Recognizing the concept of disease control in COPD is crucial not only for physicians6 but also for patients,23 as it offers a goal-oriented perspective for disease management. While other studies have validated these criteria in different COPD populations, our findings suggest that additional research focusing on the Portuguese context is warranted, ideally encompassing a wider range of disease severities and multiple clinical settings. Such efforts could more comprehensively illuminate the relationship between “controlled” status and critical outcomes, including exacerbation rates, quality of life, and symptom burden.

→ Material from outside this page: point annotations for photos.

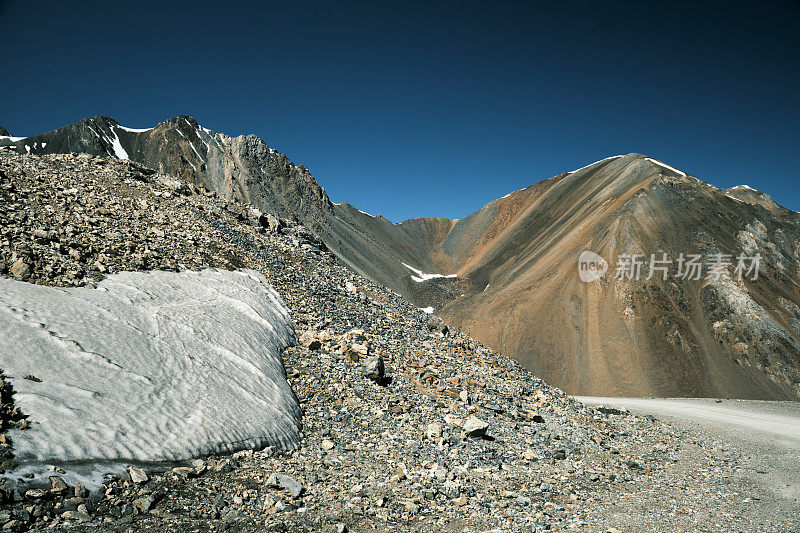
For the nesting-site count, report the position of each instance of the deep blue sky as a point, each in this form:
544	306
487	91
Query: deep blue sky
418	109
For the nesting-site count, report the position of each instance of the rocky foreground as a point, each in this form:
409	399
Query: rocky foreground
407	425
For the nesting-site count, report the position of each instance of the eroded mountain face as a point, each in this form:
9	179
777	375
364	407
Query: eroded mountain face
508	273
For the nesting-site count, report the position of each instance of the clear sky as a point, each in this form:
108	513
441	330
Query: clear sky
423	108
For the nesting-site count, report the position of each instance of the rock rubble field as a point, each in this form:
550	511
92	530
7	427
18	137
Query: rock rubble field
407	423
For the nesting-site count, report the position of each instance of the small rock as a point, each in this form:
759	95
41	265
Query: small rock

A key limitation of our study is the inclusion of a single-center, specialized COPD clinic cohort, which may limit the generalizability of the results to milder cases. Additionally, the lack of repeated postbronchodilator spirometry at each follow-up visit might have influenced the precision of our control assessments. Another important limitation was the small sample size, which restricts the robustness of the findings. Future multicenter studies with larger sample sizes and, preferably, repeated measurements of lung function, are needed to confirm these results and to explore whether the concept of control can inform personalized management strategies that improve long-term patient outcomes. Larger samples would also allow for multivariable analyses of the association between exacerbations and control status, adjusting for potential confounders.
In conclusion, our study provides an independent evaluation of the COPD control criteria in a Portuguese setting, highlighting both their utility and limitations in a more severe disease cohort. Ongoing research in larger, more heterogeneous populations will be necessary to refine the role of these criteria in routine clinical practice and to fully realize their potential in guiding COPD management.
Acknowledgments
Author contributions: BDF and MS worked on the idea and designed the project. BDF, CR, JG, FSC, and CL collected the data. BDF wrote the introduction and discussion. MFC worked on the data analysis and wrote the methods and results and prepared the tables. MS worked in the selection of suitable patients. All the authors reviewed and approved the manuscript.
Declarations of Interest
MS reports consulting fees and honoraria for lectures from Bial, GSK, CSL Behring, and Grifols; support for attending events from Gasoxmed, CSL Behring, Grifols, VitalAire, Bial, and Menarini; and participation on a data safety monitoring board for Sanofi, GSK, and Bial.
BDF, MFC, CR, FC, CL, and JG have no conflicts of interest to declare.